Let’s begin with some sample data; the maximum occurs when you buy at 65 and sell at 150:

(define xs '(100 80 70 65 95 120 150 75 95 100
  110 120 90 80 85 90))

The obvious solution is to compute all possible buy/sell pairs:

(define (buy-sell-quadratic xs)
  (let ((buy 0) (sell 0))
    (do ((xs xs (cdr xs))) ((null? xs) (values buy sell))
      (do ((ys (cdr xs) (cdr ys))) ((null? ys))
        (let ((diff (- (car ys) (car xs))))
          (when (< (- sell buy) diff)
            (set! buy (car xs)) (set! sell (car ys))))))))
> (buy-sell-quadratic xs)
65
150

That takes quadratic time. A better solution is a divide-and-conquer algorithm; split the array in two, then the solution is either in the first half of the array, or in the second half of the array, or is the low point of the first half and the high point of the second half. That takes time O(n log n) and space O(log n) for the recursion stack. We won’t write that code, because I always manage to get it wrong, and because there’s a still better solution.

The best solution is a linear scan over the input. We keep track of two values; the minimum value seen so far, which is initially the first value in the list, and the maximum profit, which is initially zero.
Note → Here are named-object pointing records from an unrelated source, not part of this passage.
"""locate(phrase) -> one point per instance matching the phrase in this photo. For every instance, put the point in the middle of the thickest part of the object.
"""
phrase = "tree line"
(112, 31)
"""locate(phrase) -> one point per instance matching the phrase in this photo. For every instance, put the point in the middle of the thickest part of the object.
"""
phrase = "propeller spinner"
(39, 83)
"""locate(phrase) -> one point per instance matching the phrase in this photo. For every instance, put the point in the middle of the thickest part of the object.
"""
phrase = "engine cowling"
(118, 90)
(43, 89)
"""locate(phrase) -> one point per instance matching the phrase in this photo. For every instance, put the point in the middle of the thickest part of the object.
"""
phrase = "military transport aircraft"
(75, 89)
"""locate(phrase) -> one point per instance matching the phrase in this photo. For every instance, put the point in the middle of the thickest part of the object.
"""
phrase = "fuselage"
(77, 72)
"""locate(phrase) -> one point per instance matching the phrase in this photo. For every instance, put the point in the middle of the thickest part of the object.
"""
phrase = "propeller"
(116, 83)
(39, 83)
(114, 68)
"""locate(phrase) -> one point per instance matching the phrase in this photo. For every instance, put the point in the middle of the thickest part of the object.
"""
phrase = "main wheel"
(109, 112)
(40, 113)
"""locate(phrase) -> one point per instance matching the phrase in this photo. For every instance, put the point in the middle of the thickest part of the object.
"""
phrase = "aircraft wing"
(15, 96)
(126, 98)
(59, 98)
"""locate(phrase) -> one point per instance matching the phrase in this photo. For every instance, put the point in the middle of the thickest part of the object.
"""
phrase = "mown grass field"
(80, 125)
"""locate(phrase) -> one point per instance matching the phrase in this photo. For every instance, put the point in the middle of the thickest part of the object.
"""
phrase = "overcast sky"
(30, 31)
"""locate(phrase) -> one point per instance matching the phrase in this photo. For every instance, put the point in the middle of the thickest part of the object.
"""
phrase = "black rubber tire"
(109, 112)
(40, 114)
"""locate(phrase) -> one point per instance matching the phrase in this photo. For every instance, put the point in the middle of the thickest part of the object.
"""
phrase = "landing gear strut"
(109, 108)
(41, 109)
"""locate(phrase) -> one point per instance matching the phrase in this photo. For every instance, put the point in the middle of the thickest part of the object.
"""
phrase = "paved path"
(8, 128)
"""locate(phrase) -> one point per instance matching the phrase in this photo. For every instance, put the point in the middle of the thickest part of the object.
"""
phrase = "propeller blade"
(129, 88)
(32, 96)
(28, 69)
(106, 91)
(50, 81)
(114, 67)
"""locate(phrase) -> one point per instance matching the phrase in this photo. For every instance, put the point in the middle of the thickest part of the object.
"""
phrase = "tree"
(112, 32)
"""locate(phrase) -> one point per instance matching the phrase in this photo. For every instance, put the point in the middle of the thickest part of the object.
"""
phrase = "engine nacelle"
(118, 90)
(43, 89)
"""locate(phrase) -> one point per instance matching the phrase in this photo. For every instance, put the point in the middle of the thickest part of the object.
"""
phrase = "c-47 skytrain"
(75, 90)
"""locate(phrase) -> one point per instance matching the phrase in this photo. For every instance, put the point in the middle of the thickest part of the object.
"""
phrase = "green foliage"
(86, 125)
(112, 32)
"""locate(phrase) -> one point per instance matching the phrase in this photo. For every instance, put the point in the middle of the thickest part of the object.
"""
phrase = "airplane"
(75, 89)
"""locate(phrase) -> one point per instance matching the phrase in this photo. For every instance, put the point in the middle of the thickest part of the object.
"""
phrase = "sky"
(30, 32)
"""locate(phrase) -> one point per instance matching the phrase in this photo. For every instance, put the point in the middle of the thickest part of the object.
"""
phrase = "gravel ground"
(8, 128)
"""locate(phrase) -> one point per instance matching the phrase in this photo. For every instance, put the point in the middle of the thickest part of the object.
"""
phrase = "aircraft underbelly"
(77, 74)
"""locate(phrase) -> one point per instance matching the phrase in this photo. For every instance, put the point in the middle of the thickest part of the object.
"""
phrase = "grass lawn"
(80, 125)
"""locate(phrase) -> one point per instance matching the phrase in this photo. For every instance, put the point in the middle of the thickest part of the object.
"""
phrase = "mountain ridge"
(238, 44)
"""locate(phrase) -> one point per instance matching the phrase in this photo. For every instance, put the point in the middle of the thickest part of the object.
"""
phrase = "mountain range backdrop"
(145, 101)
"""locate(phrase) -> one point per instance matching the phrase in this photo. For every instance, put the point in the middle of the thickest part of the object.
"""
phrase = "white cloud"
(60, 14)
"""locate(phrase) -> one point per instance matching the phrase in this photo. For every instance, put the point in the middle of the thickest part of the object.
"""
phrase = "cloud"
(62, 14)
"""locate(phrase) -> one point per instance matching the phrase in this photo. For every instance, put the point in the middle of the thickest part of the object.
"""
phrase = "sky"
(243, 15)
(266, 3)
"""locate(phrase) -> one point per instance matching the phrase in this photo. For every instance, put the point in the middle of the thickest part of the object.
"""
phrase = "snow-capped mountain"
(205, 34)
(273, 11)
Then at each step we make two computations;

(define (buy-sell-linear xs)
  (let ((buy (car xs)) (profit 0))
    (do ((xs (cdr xs) (cdr xs)))
        ((null? xs) (values buy (+ profit buy)))
      (set! buy (min (car xs) buy))
      (set! profit (max (- (car xs) buy) profit)))))
> (buy-sell-linear xs)
65
150

To test our program, we generate a thousand sample cases and compare the results of the two algorithms:

> (do ((k 1000 (- k 1))) ((zero? k))
    (let ((xs (take 20 (shuffle (range 1000)))))
      (assert 
        (call-with-values
          (lambda () (buy-sell-linear xs))
          (lambda (buy sell) (- sell buy)))
        (call-with-values
          (lambda () (buy-sell-quadratic xs))
          (lambda (buy sell) (- sell buy))))))

That will produce no output. You can run the program at http://ideone.com/R8ukSG, where you will also see the contributions from the Standard Prelude.

This exercise is a twist on the maxumum sum subsequence problem that we studied in a previous exercise. All you have to do is preprocess the input to a list of differences from one day to the next, then find the maximum sum subsequence.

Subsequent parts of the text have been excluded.